Whole Foods Controversy

©Boston Herald (Nancy Lane)

We saw the story about a new Whole Foods opening in the same place where a Latino supermarket (and cultural institution) used to stand. We reacted. We reached out to Whole Foods via social media. They responded and got us a name to interview. We reached out to a Boston City Councillor and he commented. We now have access to comments and will be adding more stories about this. Here is the original story: Whole Foods vs Hi-Lo.

Guest Post on @MarketingProfs

It is one of the world’s top social media marketing sites. We love MarketingProfs and love what @marketingprofs does on Twitter and beyond. This week, we appeared on their blog as a guest blogger and wrote the following post: How Niche Communities Build Brand Awareness. We were thrilled to be featured, especially since we got a chance to talk about #LatinoLit.

Short Story Makes Long List

This week, one of the stories from FRANKY BENÍTEZ, made the long list as part of the anthology, 100 STORIES FOR QUEENSLAND. The story, “Power’s Sunday Slam,” is being considered for the publication, which will benefit the victims of the Australia floods. Out of 300 submissions, “Power’s Sunday Slam” made the first cut.

The New #Latism Web Page

We celebrated the new #Latism (Latinos in Social Media) web page as well. This is such a great organization, the best community in social media. #LATISM has done great things, and it will continue to do even greater things.

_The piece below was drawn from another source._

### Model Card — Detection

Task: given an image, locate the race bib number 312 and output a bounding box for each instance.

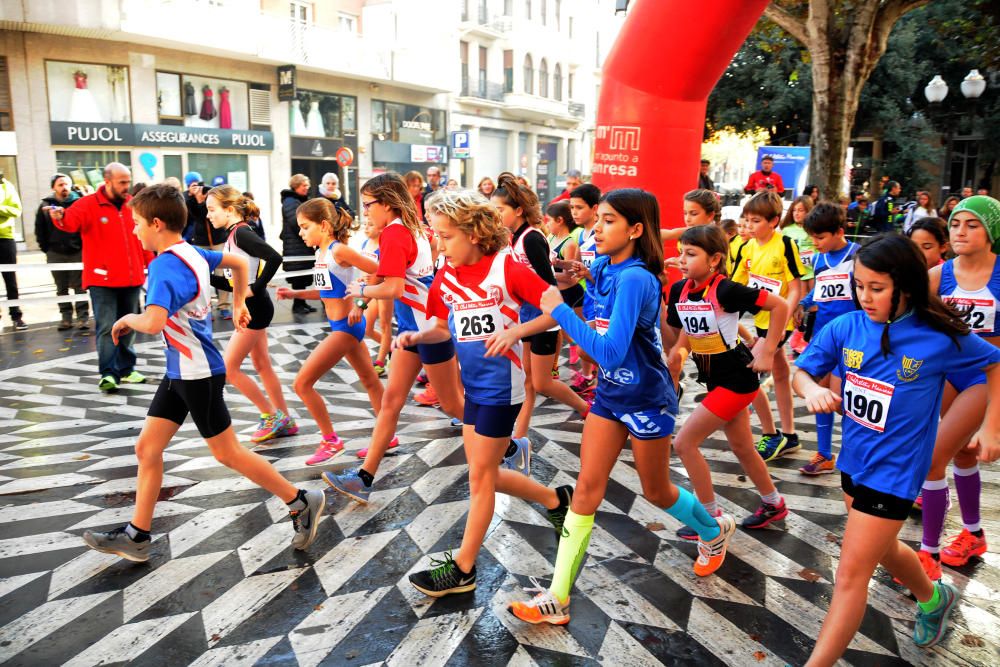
[843,372,893,432]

And finally, we think this blog is heading in the right direction and posting content that our readers want to see. We just checked our recent blog and fan page rankings (in the end, being online is all about reach) and we are happy to report the following:

  • The Facebook Fan Page of Fernando Varela is now over 18,500 fans as of January 30, 2011. We think we will get to 20,000 by the end of March, if not sooner.
  • The Sónico Fan Page of Fernando Varela is over 55,000 fans. We project that this will reach 100,000 by the end of 2011.
  • The current Alexa rating for juliorvarela.com puts us in some select company. We are amazed at how a personal, part-time blog is gaining new views each day. We are growing by 100% every month we are online.
  • The little novel that could, @fbnovel, which just started tweeting this January 3, is expected to hit 500 followers by January 31. At that rate, when the novel is published in September, the account will have 4,000 followers with the right level of growth and engagement.
  • We are currently at close to 37,000 views on this blog site and expect to be at 40,000 by the middle to February.

Yes, sometimes you need to celebrate. And we are doing just that this week. Hit it, Mr. Astaire.